I am relatively new to Artix Linux; though I have a background in using other Linux distributions like Ubuntu and Arch. I am working on setting up a system dedicated to high-performance computing (HPC) for data analysis and machine learning tasks. Given Artix's unique features and its reputation for being a lightweight and flexible distribution; I believe it could be an excellent fit for my needs.

Are there particular kernel configurations or patches that you would recommend to optimize for HPC workloads? Any specific tweaks that have worked well in your experience?

Since Artix uses runit; s6; or OpenRC instead of systemd; are there any service management tips or scripts that can help improve performance or relibility for high-intensity tasks?

I am planning to use software like TensorFlow; PyTorch; and various scientific libraries. Are there any best practices for managing these packages on Artix to ensure compatibility and performance? Is there a preferred source for these kinds of software?

What are some effective strategies for resource allocation and monitoring on Artix?

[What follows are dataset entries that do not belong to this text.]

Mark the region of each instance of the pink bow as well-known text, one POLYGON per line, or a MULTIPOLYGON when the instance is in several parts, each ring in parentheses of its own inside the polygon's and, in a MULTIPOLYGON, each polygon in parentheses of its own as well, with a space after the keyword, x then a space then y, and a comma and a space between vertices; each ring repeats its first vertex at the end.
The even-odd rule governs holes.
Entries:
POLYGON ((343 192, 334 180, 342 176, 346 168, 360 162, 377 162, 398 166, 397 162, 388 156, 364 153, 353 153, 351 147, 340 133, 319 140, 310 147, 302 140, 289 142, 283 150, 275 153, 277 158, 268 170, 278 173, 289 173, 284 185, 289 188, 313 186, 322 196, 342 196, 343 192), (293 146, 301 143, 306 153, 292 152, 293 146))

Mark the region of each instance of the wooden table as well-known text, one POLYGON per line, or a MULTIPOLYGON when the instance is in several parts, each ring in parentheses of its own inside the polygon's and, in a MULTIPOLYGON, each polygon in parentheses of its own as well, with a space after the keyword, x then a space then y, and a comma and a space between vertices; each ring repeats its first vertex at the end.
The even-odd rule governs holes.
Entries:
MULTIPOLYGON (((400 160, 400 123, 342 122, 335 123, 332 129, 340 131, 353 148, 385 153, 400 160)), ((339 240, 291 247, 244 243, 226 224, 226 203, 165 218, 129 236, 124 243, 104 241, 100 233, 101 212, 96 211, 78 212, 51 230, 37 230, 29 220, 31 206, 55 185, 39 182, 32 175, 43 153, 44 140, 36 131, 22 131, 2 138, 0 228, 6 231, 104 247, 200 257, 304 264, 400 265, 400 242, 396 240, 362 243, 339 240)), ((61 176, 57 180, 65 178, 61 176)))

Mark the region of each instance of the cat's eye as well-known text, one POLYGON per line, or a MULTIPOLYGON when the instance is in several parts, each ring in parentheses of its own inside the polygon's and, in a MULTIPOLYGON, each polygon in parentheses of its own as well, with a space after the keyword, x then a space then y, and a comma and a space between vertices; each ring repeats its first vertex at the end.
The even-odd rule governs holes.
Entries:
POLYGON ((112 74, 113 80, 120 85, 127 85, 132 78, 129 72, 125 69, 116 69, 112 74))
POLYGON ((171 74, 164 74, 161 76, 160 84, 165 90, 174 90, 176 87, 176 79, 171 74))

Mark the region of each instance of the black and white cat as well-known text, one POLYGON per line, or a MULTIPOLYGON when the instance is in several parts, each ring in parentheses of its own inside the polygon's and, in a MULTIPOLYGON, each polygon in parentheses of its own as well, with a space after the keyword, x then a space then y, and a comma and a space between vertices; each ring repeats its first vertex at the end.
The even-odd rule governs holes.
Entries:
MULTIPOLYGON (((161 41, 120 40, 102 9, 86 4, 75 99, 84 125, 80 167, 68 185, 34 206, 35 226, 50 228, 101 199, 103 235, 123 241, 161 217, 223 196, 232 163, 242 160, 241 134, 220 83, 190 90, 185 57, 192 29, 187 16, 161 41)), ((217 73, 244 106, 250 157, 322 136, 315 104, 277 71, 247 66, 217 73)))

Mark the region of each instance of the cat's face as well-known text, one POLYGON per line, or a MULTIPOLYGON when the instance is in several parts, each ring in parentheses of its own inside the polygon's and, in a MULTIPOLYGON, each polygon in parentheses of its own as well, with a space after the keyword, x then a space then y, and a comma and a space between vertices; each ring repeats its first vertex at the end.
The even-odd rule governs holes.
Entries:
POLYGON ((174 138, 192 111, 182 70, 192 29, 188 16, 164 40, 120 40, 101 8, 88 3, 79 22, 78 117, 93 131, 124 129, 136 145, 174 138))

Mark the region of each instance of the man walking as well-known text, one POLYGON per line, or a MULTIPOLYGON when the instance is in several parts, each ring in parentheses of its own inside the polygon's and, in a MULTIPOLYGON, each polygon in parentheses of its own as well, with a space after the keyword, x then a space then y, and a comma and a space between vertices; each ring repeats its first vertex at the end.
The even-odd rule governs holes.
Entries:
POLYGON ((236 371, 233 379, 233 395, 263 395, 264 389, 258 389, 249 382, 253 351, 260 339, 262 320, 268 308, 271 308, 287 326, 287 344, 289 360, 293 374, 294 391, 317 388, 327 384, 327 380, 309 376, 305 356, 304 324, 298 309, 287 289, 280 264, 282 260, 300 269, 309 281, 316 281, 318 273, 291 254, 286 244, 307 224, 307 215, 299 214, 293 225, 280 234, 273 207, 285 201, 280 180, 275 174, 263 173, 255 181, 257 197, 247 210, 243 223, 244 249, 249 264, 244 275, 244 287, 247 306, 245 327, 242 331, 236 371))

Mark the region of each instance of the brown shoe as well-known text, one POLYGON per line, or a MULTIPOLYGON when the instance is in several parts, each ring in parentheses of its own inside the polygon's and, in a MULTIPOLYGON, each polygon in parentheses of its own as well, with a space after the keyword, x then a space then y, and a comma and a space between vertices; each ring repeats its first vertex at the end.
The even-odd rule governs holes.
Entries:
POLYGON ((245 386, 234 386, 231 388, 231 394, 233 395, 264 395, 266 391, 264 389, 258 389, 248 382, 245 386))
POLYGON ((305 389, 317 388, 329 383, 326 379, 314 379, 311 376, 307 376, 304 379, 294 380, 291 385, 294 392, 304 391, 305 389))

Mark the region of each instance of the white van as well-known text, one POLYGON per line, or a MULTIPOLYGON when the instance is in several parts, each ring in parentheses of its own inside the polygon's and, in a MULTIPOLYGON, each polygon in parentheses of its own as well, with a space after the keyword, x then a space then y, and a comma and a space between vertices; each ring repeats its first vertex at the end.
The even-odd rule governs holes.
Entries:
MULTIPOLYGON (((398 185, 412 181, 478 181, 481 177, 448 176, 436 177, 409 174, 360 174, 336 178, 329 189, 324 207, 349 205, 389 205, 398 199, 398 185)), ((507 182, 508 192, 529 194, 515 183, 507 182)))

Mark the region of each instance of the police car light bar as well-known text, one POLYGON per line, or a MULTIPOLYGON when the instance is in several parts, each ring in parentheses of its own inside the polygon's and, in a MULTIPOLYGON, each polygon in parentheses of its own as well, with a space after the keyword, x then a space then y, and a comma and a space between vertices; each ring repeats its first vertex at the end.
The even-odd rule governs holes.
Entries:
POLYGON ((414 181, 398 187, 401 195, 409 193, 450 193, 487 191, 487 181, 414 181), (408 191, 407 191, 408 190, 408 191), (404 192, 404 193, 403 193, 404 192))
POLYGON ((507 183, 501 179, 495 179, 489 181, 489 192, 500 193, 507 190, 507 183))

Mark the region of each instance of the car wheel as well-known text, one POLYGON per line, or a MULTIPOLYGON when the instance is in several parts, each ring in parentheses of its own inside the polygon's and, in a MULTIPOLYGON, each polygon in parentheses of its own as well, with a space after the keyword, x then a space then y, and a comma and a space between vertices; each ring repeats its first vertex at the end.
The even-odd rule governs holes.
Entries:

Tools or techniques that are particularly well-suited for tracking CPU; GPU; and memory usage during intensive computations?

Also, I have gone through this post: https://forum.artixlinux.org/index.php/ccsp,4201.0.html which definitely helped me out a lot.

Any other advice for someone aiming to use Artix Linux in a high-performance computing environment? Personal experiences, potential pitfalls; or success stories would be greatly appreciated.

Thank you in advance for your help and assistance.